The Girl In The Mirror


I love the madness that is the April A to Z Blogging Challenge. The creativity, the fast-paced induced adrenaline rush of posting every 24 hours, the community spirit, and at times, the frustrating but glorious intensity.

This year I chose to write poems inspired by movies about addiction and absolution. I write often about the importance of honouring our emotions, about allowing ourselves to sit with the darkness, kicking at it until it bleeds light, but every now and then I resist the complete vulnerability and surrender that any sort of healing needs. So as April approached I took stock of my progress so far: two years of sobriety; an understanding and acceptance of my triggers; the warmth and affection that had grown in key relationships with loved ones; and the knowledge of what I felt I still needed to work on.

It was my intention to reach deep down to the dark, murky, frightening depths with both hands and pull hard against what needed to be uprooted, clearing away the weeds and plastic debris that were stunting my growth. I hoped to reveal, better understand, and become more accepting and appreciative of the dark emotions I keep at bay. I was ready, or so I thought.

Don’t get me wrong, all in all, this year’s challenge exceeded all expectations. For one, I reached the depths I wanted to and spent more time there than I cared to in the end. Even though I’ve come away with several poems that are worth shaping and rewriting, my plan to use movies about addiction as triggers worked better that I’d anticipated.

The shift was gradual and I did not notice it at first. But by the time I’d reached the middle of the alphabet I was staying in bed longer on mornings, wide-eyed with the covers to my chin, unsure and a little afraid of what the day would bring. My meditative morning habit – a cup of ginger tea on my front porch with an inspiring book – had been replaced with reviewing the difficult poem I’d written the night before, and I was no longer jumping out of bed looking forward to my day. I had underestimated my vulnerabilities. The writing challenge theme I’d set for myself, together with two unexpected life events, affected me adversely. I won’t be doing something like this again. At least not without setting some boundaries and safe zones first.

There were breakthroughs as well, which I am grateful for, with poems like The Quiet, which makes me so uncomfortable to read even though I wrote it, and Thirteen, which I wrote when I came to an understanding about my relationship with my mother. I think if there is anything I am truly happy about is turning that corner with my Mom. It was my last important relationship to heal and I believe that now I can begin doing just that.

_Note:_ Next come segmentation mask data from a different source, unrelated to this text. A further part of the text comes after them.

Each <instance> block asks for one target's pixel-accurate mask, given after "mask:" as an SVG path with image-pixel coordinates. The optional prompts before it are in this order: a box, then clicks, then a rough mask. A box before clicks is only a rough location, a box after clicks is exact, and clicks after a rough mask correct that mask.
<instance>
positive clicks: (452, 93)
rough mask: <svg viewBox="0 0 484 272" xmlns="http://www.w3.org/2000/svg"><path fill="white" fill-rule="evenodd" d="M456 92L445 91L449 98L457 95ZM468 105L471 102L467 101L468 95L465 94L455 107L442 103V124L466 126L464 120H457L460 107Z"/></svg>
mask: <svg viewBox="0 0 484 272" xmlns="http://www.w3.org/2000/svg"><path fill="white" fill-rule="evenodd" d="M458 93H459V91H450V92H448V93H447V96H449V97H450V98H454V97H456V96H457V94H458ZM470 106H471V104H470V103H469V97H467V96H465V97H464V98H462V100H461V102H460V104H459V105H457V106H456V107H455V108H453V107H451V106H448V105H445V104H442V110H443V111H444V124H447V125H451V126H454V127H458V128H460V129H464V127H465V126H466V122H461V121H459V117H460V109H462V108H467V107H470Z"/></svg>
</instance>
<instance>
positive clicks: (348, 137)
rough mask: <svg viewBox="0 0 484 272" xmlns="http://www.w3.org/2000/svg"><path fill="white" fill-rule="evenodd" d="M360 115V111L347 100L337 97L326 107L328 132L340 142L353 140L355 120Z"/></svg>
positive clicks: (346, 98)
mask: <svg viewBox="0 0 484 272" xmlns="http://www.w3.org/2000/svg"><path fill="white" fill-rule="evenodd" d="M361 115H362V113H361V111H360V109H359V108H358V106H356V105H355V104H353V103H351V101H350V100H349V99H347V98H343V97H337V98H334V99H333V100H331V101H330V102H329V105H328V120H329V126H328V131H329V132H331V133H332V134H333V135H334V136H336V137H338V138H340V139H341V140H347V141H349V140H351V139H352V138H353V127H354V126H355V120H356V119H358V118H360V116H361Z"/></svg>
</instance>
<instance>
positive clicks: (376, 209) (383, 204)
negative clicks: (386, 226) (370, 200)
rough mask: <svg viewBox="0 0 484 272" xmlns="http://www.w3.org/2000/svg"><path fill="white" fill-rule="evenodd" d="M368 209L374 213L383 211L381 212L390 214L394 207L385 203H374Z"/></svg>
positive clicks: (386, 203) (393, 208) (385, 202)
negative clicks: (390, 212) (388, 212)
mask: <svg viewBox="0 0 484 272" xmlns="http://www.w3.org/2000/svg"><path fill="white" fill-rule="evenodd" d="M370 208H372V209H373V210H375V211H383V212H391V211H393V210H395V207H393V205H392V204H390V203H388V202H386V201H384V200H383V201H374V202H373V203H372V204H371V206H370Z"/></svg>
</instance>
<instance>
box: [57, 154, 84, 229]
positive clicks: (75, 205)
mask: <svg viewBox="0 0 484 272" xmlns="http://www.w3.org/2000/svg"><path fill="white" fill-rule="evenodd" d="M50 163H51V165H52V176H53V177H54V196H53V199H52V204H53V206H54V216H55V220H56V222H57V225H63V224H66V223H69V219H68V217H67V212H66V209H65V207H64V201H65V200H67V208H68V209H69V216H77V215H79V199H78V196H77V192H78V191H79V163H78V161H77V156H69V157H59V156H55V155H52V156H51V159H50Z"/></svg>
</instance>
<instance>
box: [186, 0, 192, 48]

In the end, and today I am grateful for the opportunity to learn. I am not invincible. I cannot, ever, underestimate my triggers nor the importance of boundaries. I am grateful for loved ones (online and IRL) who supported me through this “mad experiment” and never judged me for it. It has helped me to be gentler with myself and keep my own Judge in check. I even have to send a nod to the Universe for crashing my laptop two weeks into the challenge. I chuckle to myself now when I think about it. Perhaps the Universe was sending me a message after all.

Love and light,



  1. I hope you’re feeling better now that the challenge has been over for a few days! April was a really down month for me too, though for different reasons. Still, the only way out of the pain is through and I commend you for not turning away from it(I’ve been very good at that lately).

    1. Thank you for asking Dianna. 🙂 Yes, I am working on it. I hope you are doing better too. Perhaps we can find hope in the old saying: April showers bring May flowers. Hugs to you.

  2. I understand the self preservation necessary to continue this journey. If you were born a sensitive soul, you have to learn to protect yourself. I still do. I don’t see violent movies or TV shows. I don’t watch the news. I don’t read books that come too close to what I don’t want to acknowledge. Does this mean I will have to change? I admire your bravery but don’t think I could do it. Is it necessary for healing? I can’t begin to imagine how I would breech these walls.

    1. “Is it necessary for healing?” That’s a very good question, one I’ve been asking myself a lot lately. I’ve come to understand that our minds and spirits reflexively throw shields up when we are faced with situations and events that are difficult. At times, the shields block our ability to process emotions and heal. Other times, they are necessary because we’re not strong enough, yet. I’m learning that not being strong enough yet, is okay too.
      Thanks for helping me clarify this. I just might write more about this. 🙂

      1. If I am not strong enough now, I should be getting there. I have a great unwillingness to do this unless it’s necessary. I read Brene Brown’s book (she has a TedTalk: The Power of Vulnerability) and she agrees with what you say: when you numb your emotions you can no longer feel the highs either. I think that’s where I am at the moment. I wish you would write about it. ; )

  3. I enjoyed the content of your challenge so much. I kept meaning to leave a comment after I had read each one, but they provoked so many thoughts of my own that the moment had gone by the time I refocused. It was a very difficult challenge , handled superbly well. Thank you.

    1. Wow! Thank you Hawk for your support and encouragement. I am touched.